WASHINGTON -- With peace talks between the Israelis and Palestinians set to resume on Monday night, Secretary of State John Kerry appointed a veteran Middle East hand to manage what are expected to be difficult negotiations: Martin S. Indyk, a former American ambassador to Israel.
In a brief appearance at the State Department, Mr. Kerry urged Israelis and Palestinians to seek "reasonable compromise on tough, complicated, emotional and symbolic issues."
While negotiating a Middle East peace agreement is widely seen as an uphill struggle, Mr. Kerry said "the consequences of not trying could be worse."

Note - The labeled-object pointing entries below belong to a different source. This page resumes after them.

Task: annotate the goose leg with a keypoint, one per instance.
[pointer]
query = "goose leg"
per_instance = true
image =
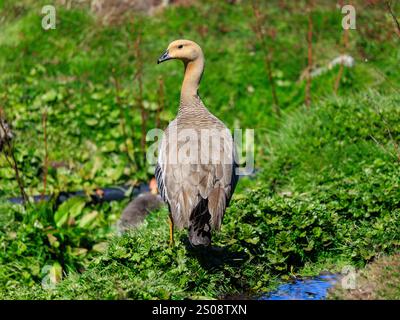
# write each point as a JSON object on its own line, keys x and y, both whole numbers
{"x": 171, "y": 230}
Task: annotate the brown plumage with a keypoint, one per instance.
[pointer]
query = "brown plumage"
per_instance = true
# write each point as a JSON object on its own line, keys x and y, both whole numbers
{"x": 198, "y": 188}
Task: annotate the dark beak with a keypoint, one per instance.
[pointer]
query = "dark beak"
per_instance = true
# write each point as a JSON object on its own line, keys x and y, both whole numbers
{"x": 165, "y": 56}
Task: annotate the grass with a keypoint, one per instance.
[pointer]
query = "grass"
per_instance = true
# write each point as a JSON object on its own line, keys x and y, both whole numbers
{"x": 327, "y": 193}
{"x": 298, "y": 219}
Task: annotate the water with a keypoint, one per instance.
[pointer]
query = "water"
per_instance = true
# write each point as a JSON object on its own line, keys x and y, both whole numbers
{"x": 315, "y": 288}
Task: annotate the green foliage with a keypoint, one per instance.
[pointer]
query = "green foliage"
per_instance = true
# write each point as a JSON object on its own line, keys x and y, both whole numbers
{"x": 328, "y": 190}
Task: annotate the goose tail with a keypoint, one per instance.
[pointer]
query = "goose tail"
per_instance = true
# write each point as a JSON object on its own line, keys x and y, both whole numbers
{"x": 199, "y": 225}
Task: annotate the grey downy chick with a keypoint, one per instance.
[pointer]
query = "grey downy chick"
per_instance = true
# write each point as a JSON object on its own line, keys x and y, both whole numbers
{"x": 137, "y": 210}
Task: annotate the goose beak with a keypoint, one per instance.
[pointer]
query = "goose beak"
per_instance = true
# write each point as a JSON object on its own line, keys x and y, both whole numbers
{"x": 165, "y": 56}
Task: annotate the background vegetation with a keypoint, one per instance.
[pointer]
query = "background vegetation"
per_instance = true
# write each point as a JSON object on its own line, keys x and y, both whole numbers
{"x": 327, "y": 189}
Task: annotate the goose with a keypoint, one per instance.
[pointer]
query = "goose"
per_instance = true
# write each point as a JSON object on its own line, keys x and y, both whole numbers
{"x": 137, "y": 210}
{"x": 195, "y": 178}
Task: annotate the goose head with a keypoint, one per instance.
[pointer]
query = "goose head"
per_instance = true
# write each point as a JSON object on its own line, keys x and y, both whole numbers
{"x": 184, "y": 50}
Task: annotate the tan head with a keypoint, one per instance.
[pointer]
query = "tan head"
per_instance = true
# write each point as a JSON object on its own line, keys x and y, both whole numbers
{"x": 184, "y": 50}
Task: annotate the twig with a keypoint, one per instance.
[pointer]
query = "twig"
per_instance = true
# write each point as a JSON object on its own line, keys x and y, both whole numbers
{"x": 344, "y": 48}
{"x": 46, "y": 157}
{"x": 121, "y": 114}
{"x": 139, "y": 100}
{"x": 309, "y": 55}
{"x": 13, "y": 164}
{"x": 161, "y": 101}
{"x": 260, "y": 33}
{"x": 393, "y": 16}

Mr. Indyk served two diplomatic tours as the American ambassador to Israel. He also served during the Clinton administration as assistant secretary of state for Near East affairs and worked on Middle East policy on the National Security Council.
Frank Lowenstein, Mr. Kerry's longtime adviser on the Middle East, will serve as Mr. Indyk's deputy.
Mr. Indyk, who is taking a leave from the Brookings Institution to assume his new role, told reporters that 15 years ago his son designed a screen saver for his computer that constantly flashed, "Dad, is there peace in the Middle East?"
"For 15 years, I've only been able to answer him 'not yet,' " Mr. Indyk said, adding that he hoped he would one day be able to say, "this time we actually made it."
The last obstacle to resuming peace talks was overcome on Sunday when the Israeli cabinet voted to approve the release of 104 Palestinian prisoners, an unpopular move with many in Israel.
Mr. Kerry is hosting a working dinner on Monday night with Israeli and Palestinian negotiators, who will meet again on Tuesday before returning to the region.
The talks are initially expected to focus on procedural issues, including the location, schedule and format of negotiating sessions, before approaching the core issues of the Israeli-Palestinian conflict.
The Israeli side will be represented by Tzipi Livni, Israel's justice minister, and Isaac Molho, a special envoy to Prime Minister Benjamin Netanyahu. On the Palestinian side will be Saeb Erekat, the chief negotiator, and Mohammed Shtayyeh, a close adviser to Mahmoud Abbas, the president of the Palestinian Authority.
The next round of talks would be held in the Middle East and would be managed for the United States side by Mr. Indyk.